Inspector General of Police
Usman Alkali Baba
Police Force Headquarters
Louis Edet House Abuja, Nigeria Way Maitama
P.M.B 192 Garki
Dear Inspector General,
14 year-old Keren-Happuch Akpagher was a student in a boarding school in Abuja, Nigeria’s capital city. She was allegedly raped in her school and died from complications resulting from the rape a few days later on 22 June 2021. Till date, the investigation into her death remains shrouded in secrecy by the police authorities which have delayed the process and have yet to bring the suspected perpetrators of her alleged rape and subsequent death to account.
In Nigeria, women and girls are often at risk of violence. Nigeria’s Minister of Women Affairs and Social Development, during the launch of the national sex offender’s registry in November 2019, estimated that every year two million women and girls are sexually assaulted in the country. However, only a limited number of those assaults are reported. And when they are reported, too many cases do not result in convictions. Perpetrators often escape justice or are not prosecuted. Reporting to police as well as accessing health care, legal aid, or counselling remain extremely difficult for gender-based violence survivors in many states in Nigeria.
In June 2020, the Nigerian government declared a state of emergency on sexual and gender-based violence.
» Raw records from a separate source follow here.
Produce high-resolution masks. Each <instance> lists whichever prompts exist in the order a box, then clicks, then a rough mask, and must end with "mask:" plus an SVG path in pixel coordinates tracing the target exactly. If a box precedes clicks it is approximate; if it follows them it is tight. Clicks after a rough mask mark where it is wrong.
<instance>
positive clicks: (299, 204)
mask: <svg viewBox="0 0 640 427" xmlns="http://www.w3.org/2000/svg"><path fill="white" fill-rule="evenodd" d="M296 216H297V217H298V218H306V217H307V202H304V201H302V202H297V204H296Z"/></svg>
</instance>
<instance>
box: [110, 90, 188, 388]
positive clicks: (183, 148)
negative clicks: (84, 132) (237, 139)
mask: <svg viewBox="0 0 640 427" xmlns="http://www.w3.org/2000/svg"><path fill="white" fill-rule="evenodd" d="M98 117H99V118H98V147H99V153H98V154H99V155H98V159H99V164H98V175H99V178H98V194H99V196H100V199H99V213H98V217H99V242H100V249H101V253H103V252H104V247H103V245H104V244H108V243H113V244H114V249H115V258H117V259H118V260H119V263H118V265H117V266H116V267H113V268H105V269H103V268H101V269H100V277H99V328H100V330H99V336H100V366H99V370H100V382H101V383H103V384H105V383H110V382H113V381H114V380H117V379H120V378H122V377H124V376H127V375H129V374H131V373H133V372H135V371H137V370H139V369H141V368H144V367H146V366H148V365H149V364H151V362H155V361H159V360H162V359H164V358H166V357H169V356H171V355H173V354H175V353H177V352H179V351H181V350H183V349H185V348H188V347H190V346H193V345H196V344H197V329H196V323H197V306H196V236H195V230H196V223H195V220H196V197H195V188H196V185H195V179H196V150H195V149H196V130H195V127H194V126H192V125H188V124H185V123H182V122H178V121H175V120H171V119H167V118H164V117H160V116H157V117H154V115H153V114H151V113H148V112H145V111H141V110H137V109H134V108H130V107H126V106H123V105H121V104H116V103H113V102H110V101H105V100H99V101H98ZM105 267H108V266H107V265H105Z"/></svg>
However, not much has changed. Rape persists and most survivors and families of victims do not get justice as perpetrators remain neither prosecuted nor punished. While rape remains at an epidemic level in Nigeria, there are no accurate nor consolidated statistics on rape. Relevant data, which is critical for assessing the situation of women and girls as well as for developing adequate laws and policies to combat sexual violence and its consequences, is not available. Available data is often unreliable and grossly inadequate to reflect the prevalence of rape. There is also a paucity of information on the number of prosecutions and convictions for rape cases. Further, most cases go unreported, due to the fear of stigmatisation, victim-blaming, lack of trust in the police, the lengthy legal process and other factors.
Nigeria’s Violence Against Persons Prohibition law, which is progressive in expanding the scope of the definition of rape and making provisions for the award of compensation to survivors, has limited jurisdiction. Since its enactment in 2015, over 23 States have passed the Act. The practical effect of this is that the application of the law is limited to states that have passed it into law. Consequently, states that have not passed the law continue to apply defective laws on rape, as contained in the Penal and Criminal Codes.
I call on you to conduct an effective, prompt, impartial, thorough and transparent investigation into the death and alleged rape of Keren-Happuch Akpagher and brings the suspected perpetrators to justice in fair trials, in line with international standards and without recourse to the death penalty.